Under certain circumstances, states also can release, with FNS approval, USDA Foods to disaster relief agencies to distribute directly to households that are in need. However, a request by a State Governor and a Presidential emergency or disaster declaration are required in order to trigger disaster assistance under the Stafford Act.
USDA National Institute of Food and Agriculture provides support for disaster education through the Extension Disaster Education Network (EDEN). EDEN’s goal is to improve the nation’s ability to mitigate, prepare for, prevent, respond to and recover from disasters. Through the land-grant universities and Cooperative Extension System across the nation, EDEN links Extension educators from various disciplines to share research-based resources to reduce the impact of disasters.

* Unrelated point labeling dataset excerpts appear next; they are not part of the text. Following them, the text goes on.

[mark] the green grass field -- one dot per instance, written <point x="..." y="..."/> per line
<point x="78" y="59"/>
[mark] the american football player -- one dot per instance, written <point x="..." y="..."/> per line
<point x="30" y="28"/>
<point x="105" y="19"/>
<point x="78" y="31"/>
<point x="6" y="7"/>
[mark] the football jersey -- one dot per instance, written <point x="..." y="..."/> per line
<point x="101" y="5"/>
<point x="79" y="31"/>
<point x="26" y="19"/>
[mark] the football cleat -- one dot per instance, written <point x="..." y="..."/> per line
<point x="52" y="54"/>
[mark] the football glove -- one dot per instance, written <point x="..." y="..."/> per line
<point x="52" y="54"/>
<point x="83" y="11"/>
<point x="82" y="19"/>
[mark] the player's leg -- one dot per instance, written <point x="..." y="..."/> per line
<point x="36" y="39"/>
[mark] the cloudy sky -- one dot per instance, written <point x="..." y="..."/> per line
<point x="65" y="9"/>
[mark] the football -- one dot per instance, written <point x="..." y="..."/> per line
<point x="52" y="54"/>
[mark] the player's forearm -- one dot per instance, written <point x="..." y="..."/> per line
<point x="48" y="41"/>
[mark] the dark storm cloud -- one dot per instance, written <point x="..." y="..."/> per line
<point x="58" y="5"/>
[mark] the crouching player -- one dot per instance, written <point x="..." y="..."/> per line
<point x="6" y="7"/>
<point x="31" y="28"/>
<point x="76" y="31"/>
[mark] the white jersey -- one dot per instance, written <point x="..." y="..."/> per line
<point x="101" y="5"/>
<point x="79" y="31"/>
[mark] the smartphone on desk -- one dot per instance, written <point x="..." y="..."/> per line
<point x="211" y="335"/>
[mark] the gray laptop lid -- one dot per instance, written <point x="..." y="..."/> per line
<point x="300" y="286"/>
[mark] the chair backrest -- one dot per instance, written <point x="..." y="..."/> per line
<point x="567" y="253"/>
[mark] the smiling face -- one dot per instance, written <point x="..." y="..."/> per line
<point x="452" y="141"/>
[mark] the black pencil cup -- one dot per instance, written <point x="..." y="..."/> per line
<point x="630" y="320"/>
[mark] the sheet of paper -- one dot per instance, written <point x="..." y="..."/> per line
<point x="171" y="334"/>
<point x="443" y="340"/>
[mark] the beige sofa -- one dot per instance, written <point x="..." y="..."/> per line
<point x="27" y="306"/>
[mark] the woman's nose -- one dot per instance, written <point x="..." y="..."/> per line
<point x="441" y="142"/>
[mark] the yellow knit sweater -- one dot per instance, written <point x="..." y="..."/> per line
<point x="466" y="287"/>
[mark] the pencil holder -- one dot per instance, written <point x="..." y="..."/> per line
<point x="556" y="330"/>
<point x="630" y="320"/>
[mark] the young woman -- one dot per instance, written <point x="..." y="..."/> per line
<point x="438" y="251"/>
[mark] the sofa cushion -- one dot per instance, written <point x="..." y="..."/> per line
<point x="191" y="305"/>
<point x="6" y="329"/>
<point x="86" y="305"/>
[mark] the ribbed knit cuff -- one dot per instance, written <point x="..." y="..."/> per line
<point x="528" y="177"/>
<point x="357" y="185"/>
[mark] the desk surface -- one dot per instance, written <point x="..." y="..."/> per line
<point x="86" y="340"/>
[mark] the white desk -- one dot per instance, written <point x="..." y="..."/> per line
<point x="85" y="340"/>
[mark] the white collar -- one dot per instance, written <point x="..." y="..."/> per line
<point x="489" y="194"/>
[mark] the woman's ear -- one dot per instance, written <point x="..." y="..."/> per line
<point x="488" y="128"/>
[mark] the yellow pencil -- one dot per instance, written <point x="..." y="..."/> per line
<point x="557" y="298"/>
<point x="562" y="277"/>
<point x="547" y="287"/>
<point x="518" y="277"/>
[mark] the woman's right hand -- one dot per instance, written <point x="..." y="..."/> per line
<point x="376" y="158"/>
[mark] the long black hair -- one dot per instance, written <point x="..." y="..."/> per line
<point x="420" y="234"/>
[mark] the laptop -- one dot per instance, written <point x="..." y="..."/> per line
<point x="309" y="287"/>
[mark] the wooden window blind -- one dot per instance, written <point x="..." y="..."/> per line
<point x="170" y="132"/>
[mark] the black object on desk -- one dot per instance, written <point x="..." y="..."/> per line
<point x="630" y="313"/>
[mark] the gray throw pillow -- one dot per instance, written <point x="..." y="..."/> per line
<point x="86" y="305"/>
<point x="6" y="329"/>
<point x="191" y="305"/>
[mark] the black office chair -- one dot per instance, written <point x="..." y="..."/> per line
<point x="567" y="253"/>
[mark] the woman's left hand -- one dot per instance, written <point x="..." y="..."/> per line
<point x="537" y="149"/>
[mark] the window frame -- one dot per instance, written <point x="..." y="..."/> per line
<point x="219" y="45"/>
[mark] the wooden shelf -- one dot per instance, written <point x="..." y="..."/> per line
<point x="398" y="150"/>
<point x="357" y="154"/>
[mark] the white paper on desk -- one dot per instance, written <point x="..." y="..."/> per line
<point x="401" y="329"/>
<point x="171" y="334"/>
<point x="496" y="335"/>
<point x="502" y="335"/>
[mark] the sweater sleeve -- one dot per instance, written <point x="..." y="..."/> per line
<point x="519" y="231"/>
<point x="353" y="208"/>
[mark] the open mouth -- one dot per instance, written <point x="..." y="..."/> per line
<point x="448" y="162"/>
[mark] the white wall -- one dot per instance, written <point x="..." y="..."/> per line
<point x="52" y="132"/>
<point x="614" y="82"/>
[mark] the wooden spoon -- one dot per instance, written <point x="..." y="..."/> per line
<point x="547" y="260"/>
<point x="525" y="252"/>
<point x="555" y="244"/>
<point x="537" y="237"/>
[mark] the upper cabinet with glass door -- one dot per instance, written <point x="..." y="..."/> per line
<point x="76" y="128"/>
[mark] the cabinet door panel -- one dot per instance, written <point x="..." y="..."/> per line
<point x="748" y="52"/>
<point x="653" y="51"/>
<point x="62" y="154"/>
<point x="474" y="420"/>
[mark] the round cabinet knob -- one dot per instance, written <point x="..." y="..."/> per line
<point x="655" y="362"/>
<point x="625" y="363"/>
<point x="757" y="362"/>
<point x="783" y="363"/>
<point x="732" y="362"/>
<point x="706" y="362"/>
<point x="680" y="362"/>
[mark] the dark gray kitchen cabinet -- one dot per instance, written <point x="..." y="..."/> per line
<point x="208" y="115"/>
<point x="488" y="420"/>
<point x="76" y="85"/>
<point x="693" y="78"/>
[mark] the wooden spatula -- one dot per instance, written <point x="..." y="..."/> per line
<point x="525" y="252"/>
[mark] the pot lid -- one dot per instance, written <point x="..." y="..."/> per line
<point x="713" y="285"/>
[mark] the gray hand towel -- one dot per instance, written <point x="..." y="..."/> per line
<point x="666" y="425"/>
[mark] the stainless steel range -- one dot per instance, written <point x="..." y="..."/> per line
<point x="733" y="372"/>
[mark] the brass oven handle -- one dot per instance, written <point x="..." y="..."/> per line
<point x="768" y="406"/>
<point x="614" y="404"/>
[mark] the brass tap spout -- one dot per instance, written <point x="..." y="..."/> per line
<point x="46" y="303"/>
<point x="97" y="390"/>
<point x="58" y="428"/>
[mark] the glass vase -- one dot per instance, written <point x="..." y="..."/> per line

Severe weather forecasts often present the possibility of power outages that could compromise the safety of stored food. The USDA Food Safety and Inspection Service (FSIS) recommends that consumers take the necessary steps before, during, and after a power outage to reduce food waste and minimize the risk of foodborne illness. FSIS offers tips for keeping frozen and refrigerated food safe and a brochure that can be downloaded and printed for reference at home. For additional questions, call the USDA Meat and Poultry Hotline at 1-888-MPHotline (1-888-674-6854) on weekdays from 10 a.m. to 4 p.m. ET or visit AskKaren.gov to chat live with a food safety specialist, available in English and Spanish.
For complete details and eligibility requirements regarding USDA’s disaster assistance programs, contact a local USDA Service Center.
More information about USDA disaster assistance as well as other disaster resources is available on the USDA Disaster Resource Center website.
In a continuing effort to better serve the public, USDA has developed a new and improved central resource for disaster related materials. In partnership with the Federal Emergency Management Agency and other disaster-focused organizations, USDA created a Disaster Resource Center website, utilizing a new online searchable knowledgebase. This knowledgebase is a collection of disaster-related resources that are powered by agents with subject-matter expertise. The new Disaster Resource Center website and web tool now provide an easy access point to find USDA disaster information and assistance.